Here’s my column from last week’s Leader. It forms part of the paper’s comprehensive pre-match coverage every Friday, featuring interviews, an in-depth look at the opposition and lots of statistical analysis. All content in the column (c) www.leaderlive.co.uk.
The breathing space which the weather and Cambridge’s FA Trophy run has afforded us lately makes this an idea time to step back and take stock of our season so far.
The gut feeling of most Wrexham fans would boil down to two rather fundamental concerns: we’re conceding too many and not scoring enough at the other end. An analysis of the facts suggests that only one of those suppositions is actually true.
Although it feels a little surprising, we are in fact one of the division’s highest scorers.
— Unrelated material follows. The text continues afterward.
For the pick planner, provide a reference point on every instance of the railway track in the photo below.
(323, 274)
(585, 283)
I suspect it feels like we’re not so prolific because two factors affect our perception of our attack.
Firstly, we lack a consistent goalscorer, and such a player is a reassuring thing to have of course, but until Tuesday our top scorer has been stuck on seven goals since Andy Bishop hit a hat trick in mid-November.
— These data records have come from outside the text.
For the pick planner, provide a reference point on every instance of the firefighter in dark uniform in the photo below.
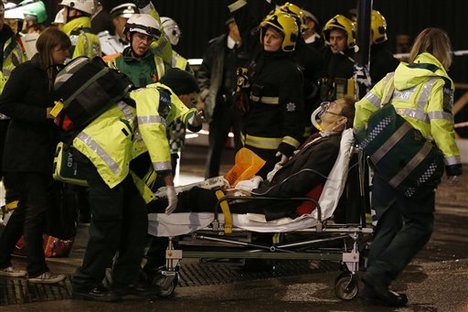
(338, 69)
(272, 92)
(309, 58)
(382, 61)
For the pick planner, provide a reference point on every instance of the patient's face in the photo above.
(332, 115)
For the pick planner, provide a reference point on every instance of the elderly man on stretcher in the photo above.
(304, 174)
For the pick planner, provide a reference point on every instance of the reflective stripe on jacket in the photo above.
(141, 72)
(122, 133)
(423, 96)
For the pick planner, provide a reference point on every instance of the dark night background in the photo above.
(201, 20)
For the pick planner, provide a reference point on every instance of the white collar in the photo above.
(231, 43)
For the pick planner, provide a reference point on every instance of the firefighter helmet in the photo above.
(86, 6)
(286, 25)
(125, 10)
(171, 29)
(295, 11)
(59, 17)
(143, 24)
(343, 23)
(378, 27)
(37, 11)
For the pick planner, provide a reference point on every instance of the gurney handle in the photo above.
(300, 199)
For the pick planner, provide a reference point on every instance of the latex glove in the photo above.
(272, 173)
(452, 180)
(171, 199)
(454, 170)
(196, 119)
(283, 158)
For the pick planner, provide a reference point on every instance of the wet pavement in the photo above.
(436, 281)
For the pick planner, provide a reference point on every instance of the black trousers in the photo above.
(225, 118)
(10, 194)
(404, 227)
(118, 228)
(29, 219)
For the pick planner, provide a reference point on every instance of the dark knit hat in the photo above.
(180, 81)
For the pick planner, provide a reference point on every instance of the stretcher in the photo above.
(221, 234)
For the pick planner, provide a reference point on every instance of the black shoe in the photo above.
(98, 293)
(375, 292)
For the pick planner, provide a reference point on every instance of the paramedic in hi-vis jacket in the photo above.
(423, 96)
(120, 151)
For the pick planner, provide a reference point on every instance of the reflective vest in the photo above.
(141, 72)
(84, 43)
(122, 133)
(423, 96)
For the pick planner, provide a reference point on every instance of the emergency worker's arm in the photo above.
(204, 73)
(369, 103)
(152, 127)
(11, 103)
(439, 111)
(87, 45)
(291, 101)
However, our midfield has continued its habit of the last couple of seasons and been chipping in with a useful amount of goals to compensate for the lack of a regular scorer up front. Johnny Hunt has already scored more than twice the number of goals this season than in any previous season, Joe Clarke is one off matching his personal best and Jay Harris needs two to equal his best seasonal tally. Compare that to the 2009-10 season when our central midfielders managed five goals between them!
Still, you can’t help feeling the absence of a consistent scorer. Five players (Hunt, Clarke, Bishop, Brett Ormerod and Rob Ogleby) shared the distinction of being our top league scorer with five goals each going into the Tamworth match. In only one of our seasons in the Conference has our top scorer failed to reach double figures, when Gareth Taylor managed nine in that incredibly drab 2009-10 campaign.
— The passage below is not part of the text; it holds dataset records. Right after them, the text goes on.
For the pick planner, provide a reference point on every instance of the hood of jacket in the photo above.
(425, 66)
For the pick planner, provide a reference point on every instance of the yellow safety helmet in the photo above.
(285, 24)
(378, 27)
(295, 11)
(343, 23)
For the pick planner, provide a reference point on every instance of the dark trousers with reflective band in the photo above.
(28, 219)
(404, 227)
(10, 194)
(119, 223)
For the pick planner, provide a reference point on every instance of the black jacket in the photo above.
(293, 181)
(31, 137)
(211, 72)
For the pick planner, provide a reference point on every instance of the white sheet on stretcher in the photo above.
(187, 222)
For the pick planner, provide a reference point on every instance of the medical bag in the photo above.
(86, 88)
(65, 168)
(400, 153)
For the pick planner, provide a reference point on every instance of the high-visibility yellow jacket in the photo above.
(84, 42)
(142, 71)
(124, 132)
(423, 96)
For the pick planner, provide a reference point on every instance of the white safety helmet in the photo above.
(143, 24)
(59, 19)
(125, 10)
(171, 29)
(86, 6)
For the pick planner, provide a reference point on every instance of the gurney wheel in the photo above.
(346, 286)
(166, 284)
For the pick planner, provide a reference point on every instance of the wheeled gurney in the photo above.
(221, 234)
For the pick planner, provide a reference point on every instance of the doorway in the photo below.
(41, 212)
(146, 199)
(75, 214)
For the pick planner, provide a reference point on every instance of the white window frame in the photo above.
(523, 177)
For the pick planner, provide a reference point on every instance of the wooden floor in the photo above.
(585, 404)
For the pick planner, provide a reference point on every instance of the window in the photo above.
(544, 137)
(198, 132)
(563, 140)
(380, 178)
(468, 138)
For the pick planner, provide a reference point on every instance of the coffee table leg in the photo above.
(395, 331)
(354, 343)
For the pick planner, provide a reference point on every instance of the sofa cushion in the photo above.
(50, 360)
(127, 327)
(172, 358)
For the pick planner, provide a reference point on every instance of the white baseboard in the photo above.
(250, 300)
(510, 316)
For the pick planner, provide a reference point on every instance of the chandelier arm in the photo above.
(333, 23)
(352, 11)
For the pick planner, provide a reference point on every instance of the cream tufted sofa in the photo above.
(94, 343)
The other reason why it feels like we’re not scoring enough is that we concede far too many goals. Our inability to keep clean sheets puts extra pressure on our attack as in twenty six of our games this season we’ve needed to score at least two goals to win.
With just three clean sheets in our last seventeen matches it’s clear that defensively we need to improve despite having reduced the number of sloppy goals conceded by introducing Andy Coughlin. It’s a big change from our recent experience of success been based on a solid defence. Each of our last four seasons are in the best ten in the club’s history for least goals conceded, with 2011-12 and 2009-10 the top two. Furthermore, two of the eleven highest seasonal clean sheet totals in our history have come in the last four seasons.
To give that a bit of context, if our current defence wants to get into that top ten, they’ll have quite a conclusion to the campaign as they’ll have to concede just eight more goals in the rest of the season as we’ve let in forty-one already and in our tenth best defensive season we conceded forty-nine! Indeed, we’ve already let in eight goals more in the league than we did two seasons ago!